Time to go to flavor town with these ribs. We’re smoking them Johnny Trigg style. He’s a true legend in the bbq world, and he, if anyone, really knows how to cook ribs.
A note on cook time: ribs will tell you when they’re done. But just to give you an idea thin ribs (“shiners”) take max 4 hours with this recipe, and meatier ribs up to 5 hours. Check with the bend test.

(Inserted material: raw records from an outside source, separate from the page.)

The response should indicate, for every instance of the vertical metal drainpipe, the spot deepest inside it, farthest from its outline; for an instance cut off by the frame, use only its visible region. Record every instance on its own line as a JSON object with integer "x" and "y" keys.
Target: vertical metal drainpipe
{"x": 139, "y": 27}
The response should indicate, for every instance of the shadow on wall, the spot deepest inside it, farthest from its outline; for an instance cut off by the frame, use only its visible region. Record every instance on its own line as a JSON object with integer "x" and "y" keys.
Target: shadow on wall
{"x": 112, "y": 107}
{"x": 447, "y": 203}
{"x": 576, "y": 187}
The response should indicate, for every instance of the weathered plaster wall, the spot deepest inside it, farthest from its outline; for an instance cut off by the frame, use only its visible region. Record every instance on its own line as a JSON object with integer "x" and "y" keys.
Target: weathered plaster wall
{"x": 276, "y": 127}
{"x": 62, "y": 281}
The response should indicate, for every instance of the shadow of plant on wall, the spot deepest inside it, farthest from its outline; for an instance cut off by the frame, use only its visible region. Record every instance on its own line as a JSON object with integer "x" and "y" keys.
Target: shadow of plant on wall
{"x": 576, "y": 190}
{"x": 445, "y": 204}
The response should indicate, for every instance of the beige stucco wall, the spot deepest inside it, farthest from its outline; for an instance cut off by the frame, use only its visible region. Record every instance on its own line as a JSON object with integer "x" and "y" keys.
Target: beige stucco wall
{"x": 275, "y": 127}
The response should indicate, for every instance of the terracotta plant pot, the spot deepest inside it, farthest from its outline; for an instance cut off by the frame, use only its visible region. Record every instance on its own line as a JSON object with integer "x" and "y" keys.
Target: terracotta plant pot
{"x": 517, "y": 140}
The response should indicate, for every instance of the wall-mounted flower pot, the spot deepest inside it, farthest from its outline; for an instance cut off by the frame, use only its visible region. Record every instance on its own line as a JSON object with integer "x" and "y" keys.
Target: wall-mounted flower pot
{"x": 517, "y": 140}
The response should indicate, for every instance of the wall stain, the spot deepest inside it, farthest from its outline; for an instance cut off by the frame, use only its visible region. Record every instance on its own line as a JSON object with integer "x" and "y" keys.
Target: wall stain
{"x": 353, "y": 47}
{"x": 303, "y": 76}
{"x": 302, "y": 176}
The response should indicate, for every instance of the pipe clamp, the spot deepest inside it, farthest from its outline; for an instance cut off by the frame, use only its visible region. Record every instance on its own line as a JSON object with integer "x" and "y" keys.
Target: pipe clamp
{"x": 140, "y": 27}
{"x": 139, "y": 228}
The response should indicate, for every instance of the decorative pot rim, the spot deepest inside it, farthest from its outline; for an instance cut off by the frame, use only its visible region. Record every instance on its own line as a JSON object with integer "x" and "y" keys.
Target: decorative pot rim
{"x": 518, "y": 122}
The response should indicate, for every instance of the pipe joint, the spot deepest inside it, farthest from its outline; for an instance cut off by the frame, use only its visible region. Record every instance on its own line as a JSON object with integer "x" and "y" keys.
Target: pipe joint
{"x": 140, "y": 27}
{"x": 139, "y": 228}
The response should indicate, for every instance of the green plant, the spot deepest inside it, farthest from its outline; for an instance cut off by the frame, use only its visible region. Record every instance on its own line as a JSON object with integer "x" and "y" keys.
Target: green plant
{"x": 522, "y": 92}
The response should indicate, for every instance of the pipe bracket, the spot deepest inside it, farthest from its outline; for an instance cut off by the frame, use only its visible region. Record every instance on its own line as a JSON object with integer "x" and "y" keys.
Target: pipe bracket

Start by pulling off the membrane on the back of the ribs. Now apply an even layer of the rub on both sides of the ribs, and leave them to rest in the fridge for an hour.
Phase I – smoke
Fire up your grill, prepare it for indirect grilling. Have it running at 225° – 250° F. Use the snake method if you’re using a kettle grill, or even better, a Slow ‘N Sear. Add some wood chunks for smoking on the glowing embers. Place the ribs on the indirect side and close the lid. Smoke them for 2 hours so they get a nice color and bark develops.
Phase II – flavorize
Pull off two large sheets of aluminum foil. Place them on top of each other. They should be long enough to wrap the ribs. Now pour an even layer of half the squeeze butter. Spread it out so it covers a rectangular area the size of the ribs. Sprinkle half the sugar over the butter, and finally add half the tiger sauce. Place the ribs, meat side down, on the butter. Now repeat the same procedure on top of the ribs with the rest of the butter, sugar and tiger sauce. Wrap the foil tightly into a sealed package and place it back on the grill. Smoke it for another hour.
Phase III – caramelize
Open up the foil package and fold it back, forming a trough of sorts by rolling the foil back around the edges of the ribs. This is to avoid having the juices leak into the grill (or any other place also), and to help with cleaning the grill later. Now flip the ribs over so the meat side is up again. Brush an even layer of the barbecue sauce on the ribs and place back into the smoker/grill. Let them caramelize for 30-40 minutes. Check if they’re done with the bend test.